Der Reifenhersteller Continental arbeitet seine Verstrickung in den Nationalsozialismus noch umfassender auf: Eine am Donnerstag veröffentlichte Studie zeigt enge Verbindungen zwischen Conti-Unternehmen und dem NS-Regime von 1933 bis 1945 auf. „Wegen Continental haben damals viele Menschen leiden und sogar sterben müssen“, sagte Vorstandschef Elmar Degenhart. Der Zulieferer setzte laut Untersuchung unter anderem 10.000 Zwangsarbeiter zu Kriegszeiten unter menschenunwürdigen Bedingungen ein.

Die Unternehmenskultur sei anfällig für die Ideologie der Nationalsozialisten gewesen und „nicht nur von außen, sondern auch von innen heraus deformiert“ worden, teilte Continental mit. Demnach wurde der Zulieferer zum „NS-Musterbetrieb“ und war „wichtiger Bestandteil von Hitlers Kriegsmaschinerie“ – wovon das Hannoveraner Unternehmen wirtschaftlich profitierte.

Nicht nur Continental selbst, auch die heutigen Konzernunternehmen VDO, Teves, Phoenix und Semperit – damals noch eigenständige Zulieferer – seien wie die übrige Branche „das eigentliche Rückgrat der nationalsozialistischen Rüstungs- und Kriegswirtschaft“ gewesen, erklärte der Münchner Unternehmenshistoriker und Studienleiter Paul Erker. Er arbeitete sich im Auftrag des Konzerns durch dessen Archiv und durfte laut Continental alle Unterlagen „vollständig und ohne Einschränkungen“ einsehen. Ein Drittel davon war demnach zuvor nicht gelesen oder ausgewertet worden.

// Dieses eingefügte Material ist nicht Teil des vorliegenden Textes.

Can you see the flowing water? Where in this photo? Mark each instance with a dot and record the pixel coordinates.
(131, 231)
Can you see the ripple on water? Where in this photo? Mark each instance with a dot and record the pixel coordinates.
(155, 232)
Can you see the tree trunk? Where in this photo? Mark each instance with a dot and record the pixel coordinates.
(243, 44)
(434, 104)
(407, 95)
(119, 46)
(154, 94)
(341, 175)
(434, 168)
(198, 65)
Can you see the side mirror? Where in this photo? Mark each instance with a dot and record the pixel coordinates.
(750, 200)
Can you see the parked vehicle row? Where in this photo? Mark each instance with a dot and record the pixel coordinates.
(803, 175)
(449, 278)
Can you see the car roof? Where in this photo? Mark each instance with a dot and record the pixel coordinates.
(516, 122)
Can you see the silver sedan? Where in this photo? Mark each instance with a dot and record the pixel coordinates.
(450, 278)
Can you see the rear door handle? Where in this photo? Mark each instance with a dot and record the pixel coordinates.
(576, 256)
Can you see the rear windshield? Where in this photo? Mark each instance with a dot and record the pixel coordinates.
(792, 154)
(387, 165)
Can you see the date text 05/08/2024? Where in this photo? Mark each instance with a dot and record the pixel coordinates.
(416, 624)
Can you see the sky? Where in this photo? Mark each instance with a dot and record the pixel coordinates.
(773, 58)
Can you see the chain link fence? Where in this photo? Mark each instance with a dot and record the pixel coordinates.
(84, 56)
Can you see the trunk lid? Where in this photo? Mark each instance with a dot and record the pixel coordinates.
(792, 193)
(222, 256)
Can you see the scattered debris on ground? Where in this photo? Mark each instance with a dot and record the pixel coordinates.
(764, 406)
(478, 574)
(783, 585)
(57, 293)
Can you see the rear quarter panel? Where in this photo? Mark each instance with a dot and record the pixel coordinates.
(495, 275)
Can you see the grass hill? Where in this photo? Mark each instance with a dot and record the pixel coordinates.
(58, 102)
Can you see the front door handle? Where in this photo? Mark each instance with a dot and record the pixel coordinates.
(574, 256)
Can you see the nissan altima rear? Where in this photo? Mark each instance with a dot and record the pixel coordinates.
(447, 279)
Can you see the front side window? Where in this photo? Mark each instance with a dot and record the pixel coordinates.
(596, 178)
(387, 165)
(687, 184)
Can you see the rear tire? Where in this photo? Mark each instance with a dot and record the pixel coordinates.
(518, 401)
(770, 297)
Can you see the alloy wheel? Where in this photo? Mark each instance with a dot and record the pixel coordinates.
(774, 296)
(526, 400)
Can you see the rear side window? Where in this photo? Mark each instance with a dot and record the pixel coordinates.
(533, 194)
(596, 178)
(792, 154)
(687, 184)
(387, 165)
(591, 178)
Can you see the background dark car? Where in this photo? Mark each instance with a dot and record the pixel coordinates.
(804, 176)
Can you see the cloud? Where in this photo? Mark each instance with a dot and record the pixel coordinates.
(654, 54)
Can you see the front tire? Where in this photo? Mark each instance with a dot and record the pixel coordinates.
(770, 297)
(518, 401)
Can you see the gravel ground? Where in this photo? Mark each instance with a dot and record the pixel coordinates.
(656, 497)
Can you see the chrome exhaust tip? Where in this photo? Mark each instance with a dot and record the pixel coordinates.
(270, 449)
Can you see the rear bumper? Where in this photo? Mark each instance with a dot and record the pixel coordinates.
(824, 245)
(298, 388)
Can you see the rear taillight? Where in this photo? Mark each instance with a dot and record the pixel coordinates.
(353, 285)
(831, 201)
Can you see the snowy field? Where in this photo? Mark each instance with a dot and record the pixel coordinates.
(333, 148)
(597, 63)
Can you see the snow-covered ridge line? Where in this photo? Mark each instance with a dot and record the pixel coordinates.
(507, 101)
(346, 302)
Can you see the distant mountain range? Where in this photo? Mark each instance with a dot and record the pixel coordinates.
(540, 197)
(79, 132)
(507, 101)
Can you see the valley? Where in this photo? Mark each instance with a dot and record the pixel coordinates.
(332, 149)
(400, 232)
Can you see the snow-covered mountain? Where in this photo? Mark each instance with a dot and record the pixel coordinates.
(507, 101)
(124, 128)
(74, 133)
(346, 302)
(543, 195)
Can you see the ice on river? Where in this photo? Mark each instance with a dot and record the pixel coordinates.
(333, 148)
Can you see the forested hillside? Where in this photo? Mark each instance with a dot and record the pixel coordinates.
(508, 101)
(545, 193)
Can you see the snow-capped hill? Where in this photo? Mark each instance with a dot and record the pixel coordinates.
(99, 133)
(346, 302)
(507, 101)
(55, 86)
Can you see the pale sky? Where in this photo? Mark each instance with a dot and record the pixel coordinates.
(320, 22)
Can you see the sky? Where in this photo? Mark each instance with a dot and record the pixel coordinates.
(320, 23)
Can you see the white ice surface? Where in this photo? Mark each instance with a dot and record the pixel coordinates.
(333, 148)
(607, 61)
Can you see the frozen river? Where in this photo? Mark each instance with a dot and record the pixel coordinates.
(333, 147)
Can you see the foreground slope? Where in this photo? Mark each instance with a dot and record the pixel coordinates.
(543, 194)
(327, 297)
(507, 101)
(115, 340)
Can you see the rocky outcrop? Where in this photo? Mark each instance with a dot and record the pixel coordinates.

Dabei fand Erker Belege für die Ausbeutung von rund 10.000 Zwangsarbeitern – unter ihnen beispielsweise französische Kriegsgefangene, niederländische Zwangsarbeiter und KZ-Häftlinge. Die Arbeits- und Lebensbedingungen dieser Menschen waren der Studie zufolge „menschenverachtend“. Das Unternehmen, das damals neben Teilen für Kriegsgeräte auch Schuhsohlen herstellte, beteiligte sich demnach auch „an Schuhteststrecken, auf denen KZ-Häftlinge bis zur Entkräftung und Tod ausgebeutet und misshandelt wurden“.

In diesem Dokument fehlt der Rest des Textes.